10.13 The Customer agrees not to change its or their name or undertake any changes to any documents that the Supplier has registered, require to be registered or is capable of being registered without our prior written consent.
10.14 Neither party need give any notice under the PPSA (including a notice of a verification statement) unless the notice is required by the PPSA and cannot be excluded.
11. CUSTOMER’S INSOLVENCY
11.1 Without limiting the Supplier’s other rights, if the Customer permits or suffers an Insolvency Event, or the Supplier has reasonable grounds to believe that the Customer will imminently permit or suffer an Insolvency Event:
(a) The Supplier will not be obliged to accept, fulfill or complete any order, or provide any further Goods to the Customer; and
(b) The Supplier may serve an acceleration notice in which case all credit facilities immediately end and the Customer must immediately pay all moneys to the Supplier that remain unpaid.
11.2 In these Conditions, Insolvency Event means, in relation to the Customer:
a) A step is taken (including without limitation a resolution is passed or an applications is made) which results or may result in the winding up, dissolution or deregistration of the Customer or the appointment of a liquidator, provisional liquidator, administrator, receiver, receiver and manager or other insolvency official to the Customer or to the whole or a substantial part of the property or assets of the Customer;
b) The entry by the Customer into a compromise or arrangement with its creditors generally;
c) The Customer is or becomes unable to pay its debts when they fall due, suspends or threatens to suspend payment of its debts generally;
d) The holder of a security interest (including the Supplier) takes possession of any property that had been in the Customer’s property (whether or not the Customer had title to such property); or
e) The occurrence of any event which is analogous or has a similar effect to any of the above in the jurisdiction relevant to the Customer.

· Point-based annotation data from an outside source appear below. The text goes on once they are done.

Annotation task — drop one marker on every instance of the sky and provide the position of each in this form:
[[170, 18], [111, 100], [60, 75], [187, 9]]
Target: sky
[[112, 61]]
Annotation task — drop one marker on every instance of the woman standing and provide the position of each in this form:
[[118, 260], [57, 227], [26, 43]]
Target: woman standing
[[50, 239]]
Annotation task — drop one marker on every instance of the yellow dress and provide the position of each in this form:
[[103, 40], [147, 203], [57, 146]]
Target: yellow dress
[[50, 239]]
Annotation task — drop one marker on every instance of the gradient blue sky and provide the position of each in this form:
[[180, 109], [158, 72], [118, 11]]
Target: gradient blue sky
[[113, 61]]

12.1 These Conditions are governed by and construed in accordance the law of New South Wales and the parties submit to the non-exclusive jurisdiction of the courts of that State.

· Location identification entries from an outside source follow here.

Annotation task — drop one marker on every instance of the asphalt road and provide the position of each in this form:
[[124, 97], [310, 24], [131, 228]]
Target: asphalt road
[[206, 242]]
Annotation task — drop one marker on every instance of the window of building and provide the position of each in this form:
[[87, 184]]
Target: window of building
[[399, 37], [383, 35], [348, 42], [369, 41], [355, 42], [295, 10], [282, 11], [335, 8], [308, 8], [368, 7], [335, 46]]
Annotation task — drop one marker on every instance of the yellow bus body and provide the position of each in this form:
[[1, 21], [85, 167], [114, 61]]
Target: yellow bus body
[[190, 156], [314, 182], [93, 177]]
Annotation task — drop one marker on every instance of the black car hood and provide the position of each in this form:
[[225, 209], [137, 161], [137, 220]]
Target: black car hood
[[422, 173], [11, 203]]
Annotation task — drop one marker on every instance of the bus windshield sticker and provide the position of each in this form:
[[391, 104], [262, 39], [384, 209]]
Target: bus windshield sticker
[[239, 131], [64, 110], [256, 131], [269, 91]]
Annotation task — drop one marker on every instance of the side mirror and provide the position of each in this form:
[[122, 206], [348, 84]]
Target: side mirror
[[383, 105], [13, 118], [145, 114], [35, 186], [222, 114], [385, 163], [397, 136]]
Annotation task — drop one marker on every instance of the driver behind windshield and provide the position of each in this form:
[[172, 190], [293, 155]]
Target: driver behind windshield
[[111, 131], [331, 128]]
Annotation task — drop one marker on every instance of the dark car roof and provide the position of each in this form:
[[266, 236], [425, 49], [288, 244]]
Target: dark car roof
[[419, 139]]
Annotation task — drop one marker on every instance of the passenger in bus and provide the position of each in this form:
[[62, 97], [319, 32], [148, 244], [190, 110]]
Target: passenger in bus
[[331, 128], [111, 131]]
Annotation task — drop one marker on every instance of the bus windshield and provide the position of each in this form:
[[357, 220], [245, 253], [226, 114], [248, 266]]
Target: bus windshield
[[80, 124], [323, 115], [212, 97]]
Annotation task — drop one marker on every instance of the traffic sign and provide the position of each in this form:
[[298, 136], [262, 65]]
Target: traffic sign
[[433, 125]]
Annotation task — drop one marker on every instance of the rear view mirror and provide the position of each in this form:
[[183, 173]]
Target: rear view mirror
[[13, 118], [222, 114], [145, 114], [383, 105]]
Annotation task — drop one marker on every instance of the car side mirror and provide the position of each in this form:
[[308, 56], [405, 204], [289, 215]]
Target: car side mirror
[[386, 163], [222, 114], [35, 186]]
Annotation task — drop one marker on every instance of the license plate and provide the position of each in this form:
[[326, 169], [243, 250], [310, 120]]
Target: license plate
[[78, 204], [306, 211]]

12.2 The Supplier may assign its rights under these Conditions by providing written notice to the Customer.
12.3 The Customer must not assign its rights under these Conditions without the Supplier’s prior written consent.
13. CUSTOMER WARRANTIES
13.1 The Customer warrants that:
a) it has received, or had the opportunity to receive, independent legal, accounting and business advice in relation to the credit application form (if applicable) and these Conditions;
b) it has read and fully understands the terms and conditions of the credit application form (if applicable) and these Conditions;
c) the information disclosed to the Supplier is true and correct, does not omit any material information and is sufficient for the Supplier to make an informed decision as to whether to grant the Customer credit and/or supply Goods to the Customer.